1940

Man staat voor wachthuisje in Sliedrecht met oproep om door te staken april-mei stakingen
© Foto J. van Rhijn, Rotterdam. April-meistaking 1943. Wachthuisje in Sliedrecht-met oproep om door te staken.

Stakingen waren verboden door de Duitse bezetter. Toch zijn er enkele grote stakingen geweest, in 1941, 1943 en 1944. De bekendste is de nog altijd herdachte Februaristaking van 1941. Deze staking, die twee dagen duurde, was gericht tegen de Jodenvervolging en werd georganiseerd door de CPN (Communistische Partij van Nederland). Zij begon in Amsterdam, maar bereikte ook andere steden als Utrecht en Hilversum.

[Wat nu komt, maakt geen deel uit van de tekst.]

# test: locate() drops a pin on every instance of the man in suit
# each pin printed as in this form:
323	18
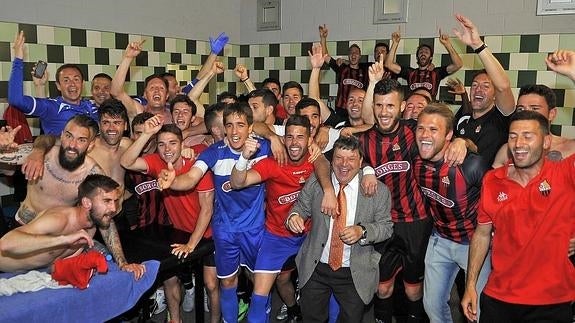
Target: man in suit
338	256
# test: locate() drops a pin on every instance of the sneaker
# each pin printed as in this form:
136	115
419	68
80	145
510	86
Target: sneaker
242	309
189	300
282	313
159	302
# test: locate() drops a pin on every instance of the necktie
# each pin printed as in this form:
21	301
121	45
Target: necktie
336	248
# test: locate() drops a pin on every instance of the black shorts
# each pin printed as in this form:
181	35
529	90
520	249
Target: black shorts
494	311
405	250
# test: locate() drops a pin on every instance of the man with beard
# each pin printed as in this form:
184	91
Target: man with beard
423	76
491	98
62	231
53	112
283	186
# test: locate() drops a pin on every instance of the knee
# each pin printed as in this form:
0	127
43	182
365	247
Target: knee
385	289
414	292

De staking begon bij de Amsterdamse trams, maar werd al snel algemeen. De bezetter greep hard in. Er vielen negen doden en 24 zwaargewonden, en talloze stakers werden gevangengenomen. Na afloop van de twee stakingsdagen opende de bezetter de jacht op CPN-leden. Hierbij werd onder meer de Joodse communist Leendert Schijveschuurder opgepakt. Hij zou de eerste Nederlander worden die door de bezetter werd gefusilleerd.

Staking tegen dwangarbeid

De April-meistaking van 1943 was vooral gericht tegen de gedwongen arbeidsinzet tijdens de Tweede Wereldoorlog. De bezetter doodden bij deze staking ruim 200 mensen. Het was het meest massale protest van bezet Europa en misschien wel de grootste staking uit de Nederlandse geschiedenis. De aanleiding voor de spontane landelijke staking was de bekendmaking op 29 april 1943 dat Nederlandse oud-militairen die gevochten hadden in 1940 zich moesten melden om in Duitsland te gaan werken. In totaal zouden 240 duizend mannen worden opgeroepen.

De staking werd georganiseerd vanuit machinefabriek Stork in Hengelo. Stakingsleider was Jan Berend Vlam, die direct voor zijn actie acht maanden in een interneringskamp had gezeten. Een sleutelrol werd vervuld door een telefoniste van Stork, verzetsstrijder Femy Efftink. Zij belde met alle contacten die zij als telefoniste had met het verzoek om ook mee te doen. Uiteindelijk legden naar schatting 400 duizend mensen het werk neer. Onder de stakers bevonden zich allerlei soorten werkenden: mijnwerkers, fabrieksarbeiders en boeren. Boeren leverden melk rechtstreeks aan de consument of spoelden deze weg in plaats van aan de zuivelfabriek te leveren.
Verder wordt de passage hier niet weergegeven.